Biophoton research occupies a fascinating position at the intersection of biophysics, consciousness science, and the wisdom traditions. It provides empirical evidence for something that mystics, healers, and seers have described throughout human history: living organisms are beings of light.

This is not a metaphor. It is a measurement. Your cells are emitting photons right now. The coherence of that emission reflects the coherence of your biological state. The emission changes with your health, your emotional state, your meditation practice, your consciousness.

The engineering metaphor is exact: biophotons are the diagnostic LEDs of the cellular operating system. When the system is healthy and coherent, the light emission is ordered and symmetric. When the system is stressed or diseased, the emission becomes chaotic and asymmetric. We are only beginning to learn to read these signals, but the instruments exist, the physics is well-understood, and the data is accumulating.

The body is a light-emitting machine. The challenge now is to learn what it is saying.

References and Further Reading

Popp, F. A. (2003). Properties of biophotons and their theoretical implications. Indian Journal of Experimental Biology, 41, 391-402.

Popp, F. A., & Beloussov, L. (2003). Integrative Biophysics: Biophotonics. Springer.

Van Wijk, R. (2014). Light in Shaping Life: Biophotons in Biology and Medicine. Meluna Research.

Van Wijk, E. P. A., Lüdtke, R., & Van Wijk, R. (2008). Differential effects of relaxation techniques on ultraweak photon emission. Journal of Alternative and Complementary Medicine, 14(3), 241-250.

Van Wijk, R., & Van Wijk, E. P. A. (2005). An introduction to human biophoton emission. Forschende Komplementärmedizin, 12(2), 77-83.

Cifra, M., Fields, J. Z., & Farhadi, A. (2011). Electromagnetic cellular interactions. Progress in Biophysics and Molecular Biology, 105(3), 223-246.

Kobayashi, M., Kikuchi, D., & Okamura, H. (2009). Imaging of ultraweak spontaneous photon emission from human body displaying diurnal rhythm. PLoS ONE, 4(7), e6256.

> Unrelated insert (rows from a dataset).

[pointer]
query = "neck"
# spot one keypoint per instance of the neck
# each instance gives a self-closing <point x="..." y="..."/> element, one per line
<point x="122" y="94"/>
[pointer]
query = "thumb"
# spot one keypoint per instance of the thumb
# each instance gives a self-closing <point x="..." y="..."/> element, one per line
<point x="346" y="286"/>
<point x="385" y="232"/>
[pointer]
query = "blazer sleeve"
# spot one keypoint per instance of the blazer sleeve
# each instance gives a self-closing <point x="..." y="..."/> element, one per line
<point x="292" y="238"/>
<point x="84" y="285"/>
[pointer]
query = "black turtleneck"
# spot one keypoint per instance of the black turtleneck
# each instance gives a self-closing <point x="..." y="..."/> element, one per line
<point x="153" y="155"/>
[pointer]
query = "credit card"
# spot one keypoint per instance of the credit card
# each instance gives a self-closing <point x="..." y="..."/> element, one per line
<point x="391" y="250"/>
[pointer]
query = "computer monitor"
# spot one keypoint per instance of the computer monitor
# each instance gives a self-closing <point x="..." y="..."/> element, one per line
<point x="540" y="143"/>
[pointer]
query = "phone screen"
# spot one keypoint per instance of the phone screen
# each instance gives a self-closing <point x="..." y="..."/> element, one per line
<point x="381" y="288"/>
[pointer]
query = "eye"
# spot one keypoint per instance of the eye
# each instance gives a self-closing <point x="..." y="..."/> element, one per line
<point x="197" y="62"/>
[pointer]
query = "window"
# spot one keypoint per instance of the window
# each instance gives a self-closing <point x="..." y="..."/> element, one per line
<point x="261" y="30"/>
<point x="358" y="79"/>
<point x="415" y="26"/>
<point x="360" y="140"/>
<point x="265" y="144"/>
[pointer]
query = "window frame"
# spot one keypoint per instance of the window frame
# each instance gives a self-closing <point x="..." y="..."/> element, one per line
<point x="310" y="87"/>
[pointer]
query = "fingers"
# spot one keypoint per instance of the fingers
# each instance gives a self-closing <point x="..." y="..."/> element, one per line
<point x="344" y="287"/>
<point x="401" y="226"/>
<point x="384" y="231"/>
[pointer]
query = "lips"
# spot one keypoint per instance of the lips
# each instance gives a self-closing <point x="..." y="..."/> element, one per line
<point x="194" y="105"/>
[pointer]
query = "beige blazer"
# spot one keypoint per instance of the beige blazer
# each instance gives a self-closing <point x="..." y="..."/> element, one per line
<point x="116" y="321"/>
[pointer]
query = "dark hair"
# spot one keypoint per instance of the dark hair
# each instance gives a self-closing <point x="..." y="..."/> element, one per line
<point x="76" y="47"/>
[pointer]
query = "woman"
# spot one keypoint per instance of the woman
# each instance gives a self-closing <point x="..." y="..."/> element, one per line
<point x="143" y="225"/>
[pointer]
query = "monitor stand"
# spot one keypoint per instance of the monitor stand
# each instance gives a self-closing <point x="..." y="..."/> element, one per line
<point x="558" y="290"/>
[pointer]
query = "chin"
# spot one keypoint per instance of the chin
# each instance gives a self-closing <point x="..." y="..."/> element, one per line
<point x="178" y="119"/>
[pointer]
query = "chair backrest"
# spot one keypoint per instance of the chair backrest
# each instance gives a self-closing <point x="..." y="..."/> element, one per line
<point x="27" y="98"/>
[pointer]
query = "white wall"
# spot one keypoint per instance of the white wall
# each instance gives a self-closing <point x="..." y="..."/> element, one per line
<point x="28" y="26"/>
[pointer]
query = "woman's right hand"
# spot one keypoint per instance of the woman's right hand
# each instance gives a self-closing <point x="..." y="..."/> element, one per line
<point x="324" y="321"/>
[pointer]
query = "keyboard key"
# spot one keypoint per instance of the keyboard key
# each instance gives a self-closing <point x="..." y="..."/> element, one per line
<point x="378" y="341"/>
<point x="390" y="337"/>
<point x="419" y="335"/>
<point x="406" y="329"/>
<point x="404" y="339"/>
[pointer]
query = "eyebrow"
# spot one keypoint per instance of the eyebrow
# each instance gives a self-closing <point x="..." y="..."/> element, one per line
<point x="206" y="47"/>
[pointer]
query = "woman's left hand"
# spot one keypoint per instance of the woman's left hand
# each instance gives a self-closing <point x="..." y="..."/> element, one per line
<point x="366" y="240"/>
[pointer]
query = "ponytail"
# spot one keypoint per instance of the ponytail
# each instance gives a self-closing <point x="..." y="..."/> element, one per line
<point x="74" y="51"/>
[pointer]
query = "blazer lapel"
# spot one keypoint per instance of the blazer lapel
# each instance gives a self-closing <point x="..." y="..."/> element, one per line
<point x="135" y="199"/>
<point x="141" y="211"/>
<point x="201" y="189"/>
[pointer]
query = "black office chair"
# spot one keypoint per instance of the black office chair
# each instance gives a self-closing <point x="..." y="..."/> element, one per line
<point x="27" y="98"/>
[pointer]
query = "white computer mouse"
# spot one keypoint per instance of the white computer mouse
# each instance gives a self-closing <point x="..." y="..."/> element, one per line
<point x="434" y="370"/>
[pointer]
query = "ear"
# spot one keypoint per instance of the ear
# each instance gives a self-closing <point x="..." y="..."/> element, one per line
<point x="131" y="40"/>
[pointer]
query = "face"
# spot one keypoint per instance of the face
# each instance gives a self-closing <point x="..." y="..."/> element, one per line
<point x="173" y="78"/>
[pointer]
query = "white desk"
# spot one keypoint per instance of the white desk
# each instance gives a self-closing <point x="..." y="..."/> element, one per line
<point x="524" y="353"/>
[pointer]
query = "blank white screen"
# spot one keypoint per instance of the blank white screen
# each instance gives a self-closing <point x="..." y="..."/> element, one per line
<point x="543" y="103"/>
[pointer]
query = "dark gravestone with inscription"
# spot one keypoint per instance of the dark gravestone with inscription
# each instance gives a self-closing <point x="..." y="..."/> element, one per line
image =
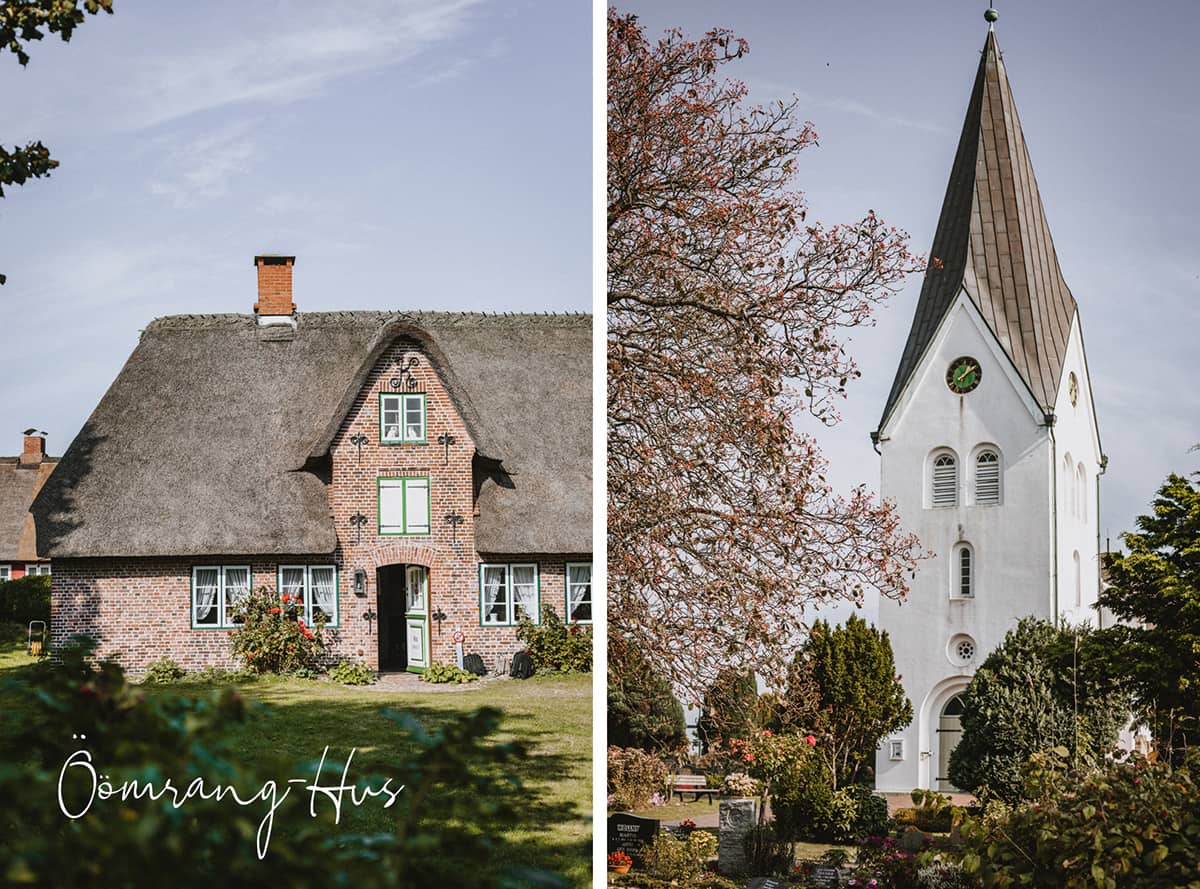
<point x="767" y="883"/>
<point x="825" y="876"/>
<point x="628" y="834"/>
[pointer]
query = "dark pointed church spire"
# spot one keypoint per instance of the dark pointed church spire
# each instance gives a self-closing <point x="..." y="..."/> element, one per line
<point x="994" y="242"/>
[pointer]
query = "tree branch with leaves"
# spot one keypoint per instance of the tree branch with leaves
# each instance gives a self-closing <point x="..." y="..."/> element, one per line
<point x="726" y="314"/>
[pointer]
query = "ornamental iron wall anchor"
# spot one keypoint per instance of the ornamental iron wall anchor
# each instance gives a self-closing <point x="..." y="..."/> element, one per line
<point x="405" y="368"/>
<point x="445" y="439"/>
<point x="454" y="520"/>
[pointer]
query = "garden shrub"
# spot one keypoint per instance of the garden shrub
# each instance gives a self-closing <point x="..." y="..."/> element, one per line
<point x="669" y="858"/>
<point x="635" y="776"/>
<point x="352" y="673"/>
<point x="556" y="647"/>
<point x="439" y="672"/>
<point x="271" y="636"/>
<point x="25" y="599"/>
<point x="739" y="784"/>
<point x="163" y="672"/>
<point x="1134" y="826"/>
<point x="466" y="778"/>
<point x="768" y="854"/>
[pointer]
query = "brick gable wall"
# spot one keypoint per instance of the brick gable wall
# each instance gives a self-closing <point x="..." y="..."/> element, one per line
<point x="141" y="608"/>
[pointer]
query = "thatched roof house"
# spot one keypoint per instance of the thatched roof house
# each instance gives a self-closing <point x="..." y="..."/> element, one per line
<point x="265" y="450"/>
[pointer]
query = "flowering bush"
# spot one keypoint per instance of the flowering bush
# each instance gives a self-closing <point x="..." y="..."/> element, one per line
<point x="273" y="637"/>
<point x="635" y="778"/>
<point x="739" y="784"/>
<point x="555" y="646"/>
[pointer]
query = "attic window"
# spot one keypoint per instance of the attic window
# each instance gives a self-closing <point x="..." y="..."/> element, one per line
<point x="402" y="418"/>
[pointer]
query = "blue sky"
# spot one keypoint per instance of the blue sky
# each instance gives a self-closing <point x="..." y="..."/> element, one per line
<point x="1107" y="97"/>
<point x="412" y="154"/>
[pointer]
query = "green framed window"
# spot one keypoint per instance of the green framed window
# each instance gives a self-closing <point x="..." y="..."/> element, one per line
<point x="579" y="593"/>
<point x="402" y="418"/>
<point x="405" y="506"/>
<point x="216" y="593"/>
<point x="316" y="587"/>
<point x="507" y="592"/>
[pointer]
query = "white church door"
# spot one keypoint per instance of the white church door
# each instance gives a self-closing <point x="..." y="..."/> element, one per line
<point x="949" y="730"/>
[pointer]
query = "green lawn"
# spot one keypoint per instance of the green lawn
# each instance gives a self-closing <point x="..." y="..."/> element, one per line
<point x="552" y="714"/>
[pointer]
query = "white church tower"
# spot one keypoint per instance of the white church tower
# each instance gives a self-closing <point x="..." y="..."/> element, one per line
<point x="989" y="440"/>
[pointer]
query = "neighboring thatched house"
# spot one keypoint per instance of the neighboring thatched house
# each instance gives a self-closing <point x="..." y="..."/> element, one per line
<point x="21" y="479"/>
<point x="412" y="475"/>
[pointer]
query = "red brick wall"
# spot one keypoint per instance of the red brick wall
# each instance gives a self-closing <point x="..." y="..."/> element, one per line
<point x="141" y="608"/>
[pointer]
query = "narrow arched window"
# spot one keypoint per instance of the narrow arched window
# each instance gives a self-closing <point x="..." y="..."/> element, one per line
<point x="945" y="481"/>
<point x="988" y="478"/>
<point x="963" y="571"/>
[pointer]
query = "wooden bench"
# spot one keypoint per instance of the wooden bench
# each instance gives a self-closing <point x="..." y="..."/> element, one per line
<point x="696" y="785"/>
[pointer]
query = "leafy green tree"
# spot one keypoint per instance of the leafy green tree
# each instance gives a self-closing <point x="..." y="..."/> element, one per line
<point x="21" y="22"/>
<point x="642" y="709"/>
<point x="845" y="689"/>
<point x="731" y="709"/>
<point x="1157" y="588"/>
<point x="1036" y="692"/>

Kumar, S., Boone, K., Tuszynski, J., Barclay, P., & Simon, C. (2016). Possible existence of optical communication channels in the brain. Scientific Reports, 6, 36508.

Salari, V., Valian, H., Bassereh, H., Bókkon, I., & Barkhordari, A. (2015). Ultraweak photon emission in the brain. Journal of Integrative Neuroscience, 14(3), 419-429.

Bókkon, I. (2005). Dreams and neuroholography: An interdisciplinary interpretation of development of homeotherm state in evolution. Sleep and Hypnosis, 7(2), 61-76.